The insurer’s definition of “material” is broad. Even a thyroid issue or BP medication can be grounds for rejection if it was not disclosed. The safest approach: disclose everything. If you’re unsure, mention it and let the insurer’s medical underwriter decide.
Q3. Does the agent’s mistake become my liability?
Legally, the policyholder is responsible for the proposal form’s accuracy, even if the agent filled it. Courts have consistently ruled: “The insured signed the form. They are responsible for its contents.” Never sign a blank form. Never let the agent fill it without your review.
Q4. Can I change my nominee after buying the policy?
Yes, anytime during the policy term. It’s free. Log in to the insurer’s portal, download the nominee change form, fill it out, and submit it with ID proof. The change is effective from the date of receipt, not the date of death. Do it today if your nominee is outdated.
Q5. What happens if the nominee dies before the policyholder?
If no alternate nominee is registered, the claim goes to the legal heirs of the policyholder. This requires a legal heir certificate or succession certificate — a 6-month to 2-year process. Always register an alternate nominee.

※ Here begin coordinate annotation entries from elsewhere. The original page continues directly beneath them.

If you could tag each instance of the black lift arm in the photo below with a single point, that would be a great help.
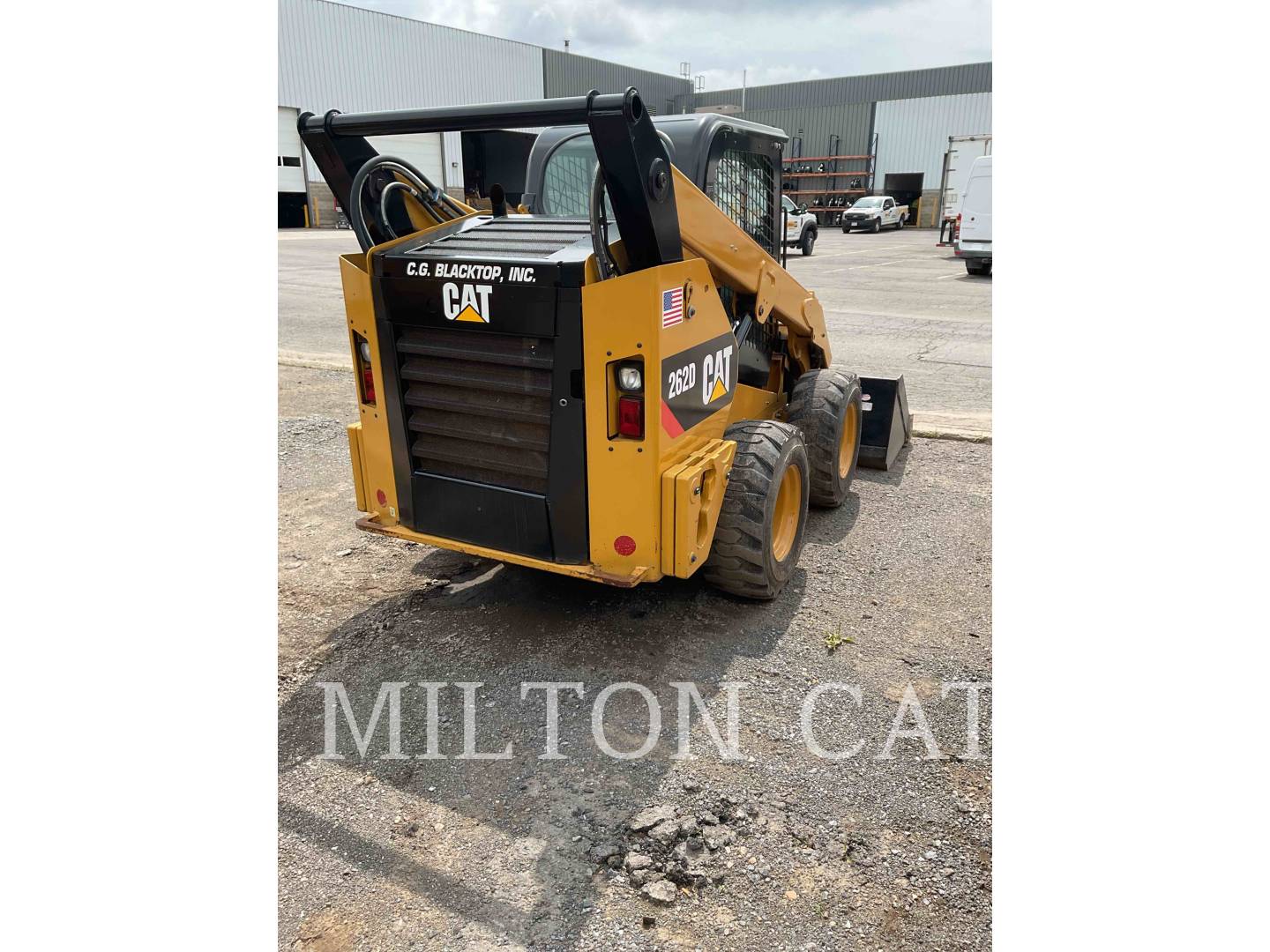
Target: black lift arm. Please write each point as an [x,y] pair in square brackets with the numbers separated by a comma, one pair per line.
[632,159]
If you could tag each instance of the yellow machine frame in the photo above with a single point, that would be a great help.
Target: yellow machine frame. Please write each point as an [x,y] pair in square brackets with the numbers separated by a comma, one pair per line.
[653,502]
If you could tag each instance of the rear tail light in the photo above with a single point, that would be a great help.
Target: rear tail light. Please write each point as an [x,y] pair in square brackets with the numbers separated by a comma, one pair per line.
[365,368]
[630,417]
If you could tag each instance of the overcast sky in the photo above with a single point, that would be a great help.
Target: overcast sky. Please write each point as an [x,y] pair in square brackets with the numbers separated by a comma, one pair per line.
[775,42]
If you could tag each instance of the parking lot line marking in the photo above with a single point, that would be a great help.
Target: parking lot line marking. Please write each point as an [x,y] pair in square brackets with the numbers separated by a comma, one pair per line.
[857,267]
[862,251]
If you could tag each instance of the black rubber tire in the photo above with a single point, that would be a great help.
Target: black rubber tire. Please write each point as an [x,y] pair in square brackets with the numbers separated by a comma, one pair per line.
[741,556]
[819,406]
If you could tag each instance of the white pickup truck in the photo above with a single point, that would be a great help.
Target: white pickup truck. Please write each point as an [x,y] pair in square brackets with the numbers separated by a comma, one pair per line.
[800,227]
[874,213]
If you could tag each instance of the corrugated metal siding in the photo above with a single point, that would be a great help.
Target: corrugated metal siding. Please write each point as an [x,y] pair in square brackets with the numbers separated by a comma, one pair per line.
[914,133]
[343,57]
[850,122]
[572,75]
[944,80]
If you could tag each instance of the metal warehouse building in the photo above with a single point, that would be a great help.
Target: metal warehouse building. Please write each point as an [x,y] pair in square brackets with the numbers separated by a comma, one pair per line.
[891,129]
[343,57]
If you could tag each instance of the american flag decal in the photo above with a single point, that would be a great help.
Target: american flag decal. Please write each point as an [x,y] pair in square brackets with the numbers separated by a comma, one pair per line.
[672,308]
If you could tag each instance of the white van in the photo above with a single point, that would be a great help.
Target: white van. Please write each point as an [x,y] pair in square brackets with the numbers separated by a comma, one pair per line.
[975,222]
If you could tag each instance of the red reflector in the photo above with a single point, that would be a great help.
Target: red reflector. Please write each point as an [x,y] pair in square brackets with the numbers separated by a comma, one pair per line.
[630,418]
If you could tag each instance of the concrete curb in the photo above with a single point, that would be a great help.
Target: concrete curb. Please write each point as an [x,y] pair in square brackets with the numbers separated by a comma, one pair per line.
[317,362]
[963,435]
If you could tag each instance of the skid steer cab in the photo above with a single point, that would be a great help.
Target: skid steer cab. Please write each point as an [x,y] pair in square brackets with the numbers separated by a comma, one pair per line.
[617,381]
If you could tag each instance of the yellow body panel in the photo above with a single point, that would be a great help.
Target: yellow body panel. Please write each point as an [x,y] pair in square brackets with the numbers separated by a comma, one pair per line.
[691,501]
[623,320]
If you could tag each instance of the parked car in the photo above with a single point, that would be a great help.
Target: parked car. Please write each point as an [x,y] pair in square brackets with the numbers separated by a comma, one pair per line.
[800,227]
[975,222]
[874,213]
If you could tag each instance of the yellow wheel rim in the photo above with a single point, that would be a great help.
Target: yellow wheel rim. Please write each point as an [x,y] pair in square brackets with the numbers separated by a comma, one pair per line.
[848,444]
[788,505]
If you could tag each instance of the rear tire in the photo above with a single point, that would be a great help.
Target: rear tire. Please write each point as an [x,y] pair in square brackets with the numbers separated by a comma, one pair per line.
[827,407]
[759,533]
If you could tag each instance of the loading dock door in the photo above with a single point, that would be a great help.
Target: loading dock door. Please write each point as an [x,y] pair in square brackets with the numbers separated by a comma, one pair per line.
[906,188]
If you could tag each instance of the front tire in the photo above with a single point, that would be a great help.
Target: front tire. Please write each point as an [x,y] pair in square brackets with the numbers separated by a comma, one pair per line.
[827,407]
[759,533]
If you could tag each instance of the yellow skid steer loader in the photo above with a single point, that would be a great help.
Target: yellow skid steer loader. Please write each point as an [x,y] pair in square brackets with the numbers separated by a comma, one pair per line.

Q6. Is a term insurance claim taxable?
No. The death benefit is fully tax-free under Section 10(10D) of the Income Tax Act, regardless of the amount. However, if the premium exceeds 10% of the sum assured in any year, the exemption may not apply. This is rare in term plans.
Q7. Should I buy from an agent or online?
Buy online directly from the insurer. Agent-filled forms have higher rejection rates because agents often skip disclosures to close the sale faster. Online forms force you to answer every question. The premium is also 15-30% lower online.